Se notaba un gran cambio en el comportamiento del ejército. Se comportaron muy distinto con las comunidades. … teníamos espacios de confianza, pero al final del día la comunidad nunca confiaba en el ejército por lo del pasado, porque su aporte es únicamente en bombardeos, desplazamiento, confrontaciones[9].


Aun así, cuando las fuerzas armadas hacen esfuerzos sinceros para abordar crímenes históricos, tienden a ser bien recibidos por las poblaciones locales. En los Montes de María, una región que se extiende por partes de los departamentos de Bolívar y Sucre y que sufrió algunos de los peores incidentes de violencia paramilitar, los líderes de la comunidad dicen que las conversaciones francas con miembros de la armada (que tiene jurisdicción sobre la región), en particular sobre la colaboración militar con los paramilitares y los “falsos positivos”, han ayudado a reconstruir la confianza[10].


[1] “262.197 muertos dejó el conflicto armado”, Centro de Memoria Histórica, 2 de agosto de 2018. Los militares cuestionan estas cifras, argumentando que la guerrilla fue responsable de una mayor parte.

[2] “Informe Final”, op. cit., p. 337. “Los Lazos que Unen: Colombia y las relaciones militares-paramilitares”, Human Rights Watch, 2000.

[3] “Macro Caso 03: Asesinatos y desapariciones forzadas presentados como bajas en combate por agentes del Estado”, Jurisdicción Especial para la Paz.

[4] “Anulan acuerdo firmado entre Gobierno y Fiscalía por Justicia Penal Militar”, El Espectador, 11 de diciembre de 2012.

[5] Los aliados de Colombia, en particular EE. UU., tampoco abordaron la problemática de los derechos humanos y siguieron proporcionando ayuda directamente a los militares a pesar de los abusos conocidos. Julie Turkowitz y Genevieve Glatsky, “Colombia’s Truth Commission is highly critical of U.S. policy”, The New York Times, 28 de junio de 2022.

[6] Entrevistas de Crisis Group, oficiales militares de alto rango retirados, Bogotá, mayo de 2022.

[7] Entrevista de Crisis Group, magistrado de la Jurisdicción Especial para la Paz, Bogotá, febrero de 2022.

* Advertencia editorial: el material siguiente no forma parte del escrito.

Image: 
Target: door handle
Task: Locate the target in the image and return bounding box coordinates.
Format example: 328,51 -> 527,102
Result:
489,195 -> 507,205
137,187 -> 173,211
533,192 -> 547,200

[8] Entrevistas de Crisis Group, diplomáticos, Bogotá, marzo y abril de 2022.

[9] Entrevista de Crisis Group, Arauca, marzo de 2022.

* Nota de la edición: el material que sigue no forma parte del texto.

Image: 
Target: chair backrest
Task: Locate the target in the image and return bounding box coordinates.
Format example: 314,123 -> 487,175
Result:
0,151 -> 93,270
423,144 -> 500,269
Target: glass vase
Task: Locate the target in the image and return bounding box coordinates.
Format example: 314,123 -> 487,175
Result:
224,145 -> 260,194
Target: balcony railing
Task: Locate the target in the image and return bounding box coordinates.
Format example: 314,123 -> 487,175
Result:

[10] Entrevista de Crisis Group, líderesa social del Carmen del Bolívar, Maríalabaja, marzo de 2022.

V. Perspectivas de la comunidad

A. Presencia fugaz

La principal queja expresada por las personas que viven en zonas afectadas por el conflicto es la ausencia de fuerzas de seguridad más allá de los centros urbanos. Sin embargo, aunque anhelan una presencia de seguridad más robusta, a menudo critican que los militares dependan de patrullajes periódicos, intervenciones de captura o muerte y operaciones dirigidas contra la economía local ilícita, frecuentemente en detrimento de los residentes. En definitiva, quieren seguridad, pero no en su forma actual.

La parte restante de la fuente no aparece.